Issues with offset_mapping values

Hi guys, I am trying to work with a FairSeq model converted to :hugs: but I have some issues with tokenizer. I am trying to fine-tune it for POS tagging so I have the text split to words already and I want to use the offset_mapping to detect first token for each word. I do it like this:

tokenizer = RobertaTokenizerFast.from_pretrained('path', add_prefix_space=True)
ids = tokenizer([['drieme', 'drieme'], ['drieme']],
    is_split_into_words=True,
    padding=True,
    return_offsets_mapping=True)

The tokenization looks like this:

['<s>', 'Ġd', 'rieme', 'Ġd', 'rieme', '</s>']
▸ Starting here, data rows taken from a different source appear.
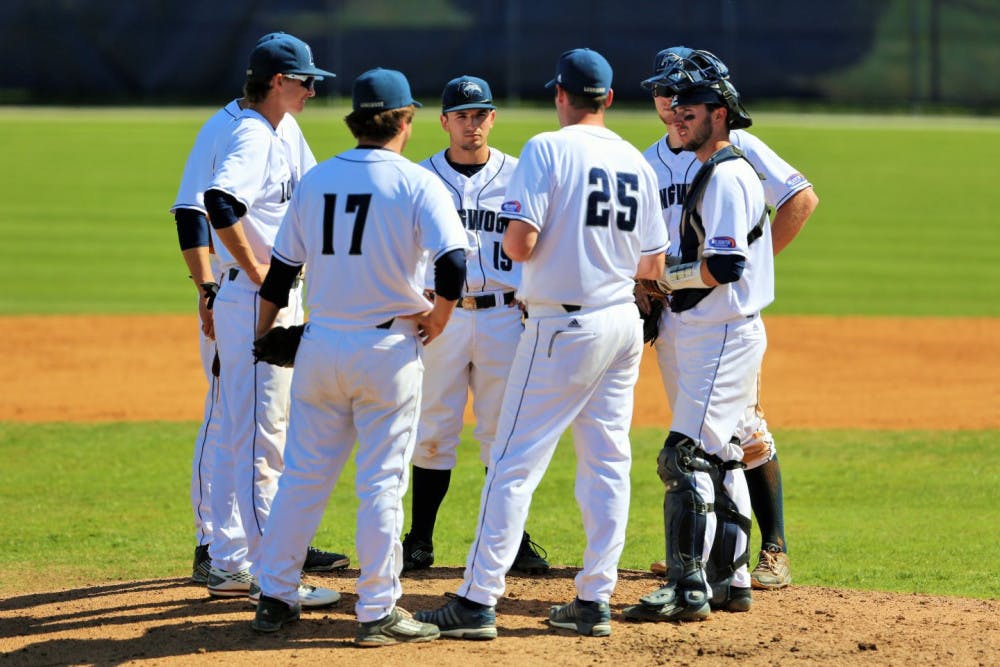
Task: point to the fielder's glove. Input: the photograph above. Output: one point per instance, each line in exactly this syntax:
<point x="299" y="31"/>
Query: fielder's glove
<point x="278" y="346"/>
<point x="651" y="303"/>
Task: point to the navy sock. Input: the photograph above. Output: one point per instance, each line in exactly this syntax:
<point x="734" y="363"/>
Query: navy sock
<point x="429" y="490"/>
<point x="767" y="502"/>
But the output from the command looks like this:

{
  'input_ids': [[0, 543, 24209, 543, 24209, 2], [0, 543, 24209, 2, 1, 1]],
  'attention_mask': [[1, 1, 1, 1, 1, 1], [1, 1, 1, 1, 0, 0]],
  'offset_mapping': [
    [(0, 0), (0, 1), (1, 6), (1, 1), (1, 6), (0, 0)],
    [(0, 0), (0, 1), (1, 6), (0, 0), (0, 0), (0, 0)]
  ]
}

Notice the offset mapping for the word drieme in the first case. First word has mappings (0, 1) and (1, 6). This looks reasonable, however the second drieme is (1, 1) and (1, 6). Suddenly, there is 1 at the first position. This 1 is there for all but first word for any sentence I try to parse. I feel like it might have something to do with handling the start of the sentence vs all the other words, but I am not sure how to solve this issue so that I have proper offset mappings. What am I doing wrong?

Thanks for reporting, it’s definitely a bug. Could you open an issue on tokenizers with your snippet?

Having similar issue as well. Is there a proper fix yet?

Don’t know about the fix, but I solved it by detecting the special character that is used at the start of each word. In my case this was Ġ. I used this instead of offset mapping to detect the start of the word.